“Mhm.”
“And he took it harder than me,” Caleb went on.
I fought the urge to laugh. “Sure. Okay.”
“Just, hear me out, eh?” I was silent, and after a second, he went on. “Something’s going on with Micah. I’m worried. He’s been such an asshole lately?—”
“He’s always an asshole. Literally, that is his whole thing,” I reminded him. The car was rolling to a stop, and I felt on the seat for my cane.
“This is different. Just…if you run into him, can you talk to him? Try and figure out what the hell is going on?”
I groaned. “I have so much on my plate right now. You don’t want to hear about Dad, and that’s fine. But I don’t think you know what I’m dealing with.”
“God, you can be so selfish sometimes,” Caleb snapped. “Who fucking cares about Dad!”
I said nothing. What could I say? That should have been my attitude, but then Niko’s words rang in my head. My dad was a person, and he was dying. He deserved some kind of dignity, even if Caleb and Micah were too stubborn to accept that.
“Micah is a grown-ass man. If he needs help, he knows where to find me. Now, I have to go. I’m at the arena.”
He hung up before I could, which irritated the fuck out of me, but I put my phone in my pocket, then stepped out onto the curb and waited for someone to fetch me.
“Matty,” came a voice before he touched my wrist. His voice was so damn soft, which was wild because from what I knew, he used to be one of those Alaskan oil rig dudes before he was drafted by Seattle.
I was pretty sure you couldn’t be a soft-spoken marshmallow on one of those rigs.

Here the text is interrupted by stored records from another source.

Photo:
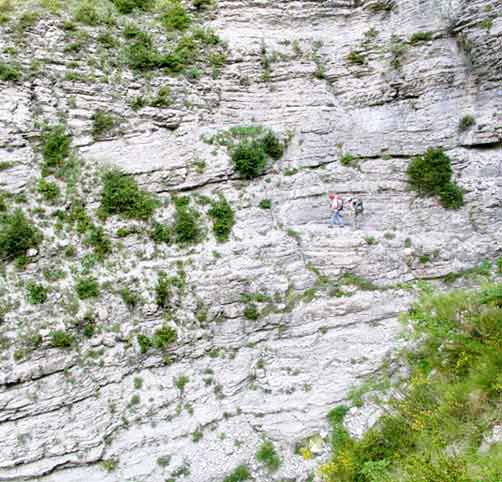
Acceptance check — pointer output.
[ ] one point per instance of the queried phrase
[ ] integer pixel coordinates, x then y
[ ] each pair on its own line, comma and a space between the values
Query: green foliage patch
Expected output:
430, 174
223, 217
9, 72
36, 293
87, 287
451, 399
17, 235
267, 455
122, 196
239, 474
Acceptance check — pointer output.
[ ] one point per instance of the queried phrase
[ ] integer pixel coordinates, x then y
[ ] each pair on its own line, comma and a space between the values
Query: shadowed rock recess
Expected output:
132, 356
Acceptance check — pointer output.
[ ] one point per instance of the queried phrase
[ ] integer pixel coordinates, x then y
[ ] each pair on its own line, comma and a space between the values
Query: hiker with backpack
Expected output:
357, 209
336, 206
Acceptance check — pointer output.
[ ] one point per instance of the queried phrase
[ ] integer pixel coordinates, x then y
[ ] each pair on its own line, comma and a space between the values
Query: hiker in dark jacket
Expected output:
357, 207
336, 206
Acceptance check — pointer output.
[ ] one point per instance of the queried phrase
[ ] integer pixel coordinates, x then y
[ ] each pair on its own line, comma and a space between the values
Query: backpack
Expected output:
358, 207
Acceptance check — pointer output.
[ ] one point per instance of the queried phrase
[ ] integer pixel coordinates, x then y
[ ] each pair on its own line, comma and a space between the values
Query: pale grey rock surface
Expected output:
62, 412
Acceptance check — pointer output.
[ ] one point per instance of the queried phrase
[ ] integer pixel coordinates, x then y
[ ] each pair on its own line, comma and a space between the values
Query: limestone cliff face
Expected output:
70, 414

“Hey, bud. How’s it going?”
“Nervous.” He was always nervous. I heard him tap his cane tip on the sidewalk, an anxious tic he’d developed whenever we hit the road. “Salem’s going to be a breeze though, right?”

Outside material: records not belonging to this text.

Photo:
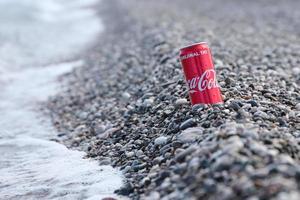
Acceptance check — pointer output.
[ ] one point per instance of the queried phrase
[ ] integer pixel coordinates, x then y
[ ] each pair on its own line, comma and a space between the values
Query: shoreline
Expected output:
130, 109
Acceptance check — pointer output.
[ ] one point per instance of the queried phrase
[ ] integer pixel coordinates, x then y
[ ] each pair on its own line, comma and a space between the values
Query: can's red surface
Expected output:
200, 75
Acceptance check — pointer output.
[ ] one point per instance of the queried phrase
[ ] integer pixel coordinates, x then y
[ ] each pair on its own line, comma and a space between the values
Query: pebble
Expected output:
181, 102
188, 123
190, 134
247, 148
161, 140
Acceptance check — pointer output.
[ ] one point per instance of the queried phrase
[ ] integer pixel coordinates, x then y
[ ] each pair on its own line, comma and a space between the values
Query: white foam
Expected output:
31, 166
34, 167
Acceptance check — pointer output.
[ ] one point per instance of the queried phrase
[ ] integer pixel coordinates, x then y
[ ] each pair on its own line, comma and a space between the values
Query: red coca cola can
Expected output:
200, 75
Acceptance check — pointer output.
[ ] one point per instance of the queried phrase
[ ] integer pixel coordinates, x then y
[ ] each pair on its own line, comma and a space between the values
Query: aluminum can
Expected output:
200, 75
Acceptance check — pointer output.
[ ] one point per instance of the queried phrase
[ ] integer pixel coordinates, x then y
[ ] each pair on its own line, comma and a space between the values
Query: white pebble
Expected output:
160, 140
181, 101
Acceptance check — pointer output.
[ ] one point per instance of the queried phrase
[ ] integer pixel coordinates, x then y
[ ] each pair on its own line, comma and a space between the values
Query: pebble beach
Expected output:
128, 106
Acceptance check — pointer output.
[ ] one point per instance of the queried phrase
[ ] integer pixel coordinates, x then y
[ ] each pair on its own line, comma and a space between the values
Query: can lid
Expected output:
191, 45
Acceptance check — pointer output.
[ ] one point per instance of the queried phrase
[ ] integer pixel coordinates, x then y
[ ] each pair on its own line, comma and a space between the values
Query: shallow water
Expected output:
35, 33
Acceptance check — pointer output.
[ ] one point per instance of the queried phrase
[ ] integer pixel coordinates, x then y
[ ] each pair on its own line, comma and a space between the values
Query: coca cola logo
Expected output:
206, 81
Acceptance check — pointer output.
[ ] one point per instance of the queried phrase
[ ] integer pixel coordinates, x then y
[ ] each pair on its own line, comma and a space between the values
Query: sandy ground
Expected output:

I snorted. “Yeah. Well, Micah’s a fucking beast in the net, but they haven’t made playoffs in about three years. From their stats so far, they’re not making it this year either.”
“New York though…”
“Just breathe,” I told him as he began to walk us toward the bus. I could hear the engines hissing and groaning just above the chatter of the guys. “It’s early in the season. No one’s going to be aggressive right now.”
“No. I get it. Sorry.”
I wanted to be a better friend. To comfort him more. To try and understand his anxiety, even though it had never been my own lived experience. But I was distracted and stressed. Nikos and Killian were managing my dad, but I hated being away.

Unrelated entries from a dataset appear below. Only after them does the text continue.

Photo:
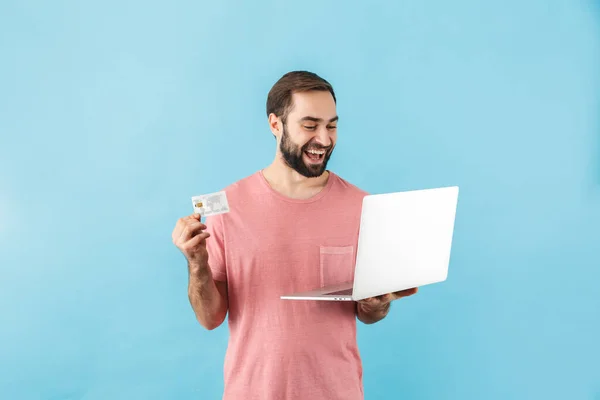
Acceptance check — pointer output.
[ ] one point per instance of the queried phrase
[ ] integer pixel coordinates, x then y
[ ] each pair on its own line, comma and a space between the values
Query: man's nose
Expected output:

Right now, they were on a mission to find any and all medical documentation so when I got back, I had some idea of who to speak to and where to go to handle my dad’s case because the man had to have been in treatment at some point.
But I didn’t know my way around my dad’s place, and even if I did, I still wouldn’t have been able to read any of the shit my mom left behind.
“Fuck. I should check her house,” I muttered to myself.
Matty froze. “Huh?”
“Ignore me. Thinking out loud.”
I shoved my thoughts aside. I needed to get my head in the game. This was no time to fuck off and worry about other shit. Everything would be waiting on my doorstep for me when I got home.
“Fucking finally,” came Tucker’s voice as we approached. “I was in a half panic and calling up Metzger to gear up.”
“Oh, fuck you,” I snarled. We didn’t have a farm team goalie, so right now, the PPHL was pulling from their community leagues, and fucking Metzger was the dickhead they called whenever our backup goalie was out.
I hated that douche.
Every goddamn roadie we went on, the fucker ended up getting kicked out of the post-game bar for groping a server and pretending like it was an accident because he couldn’t see. The shithead had one fully functional eye and played in the net blindfolded.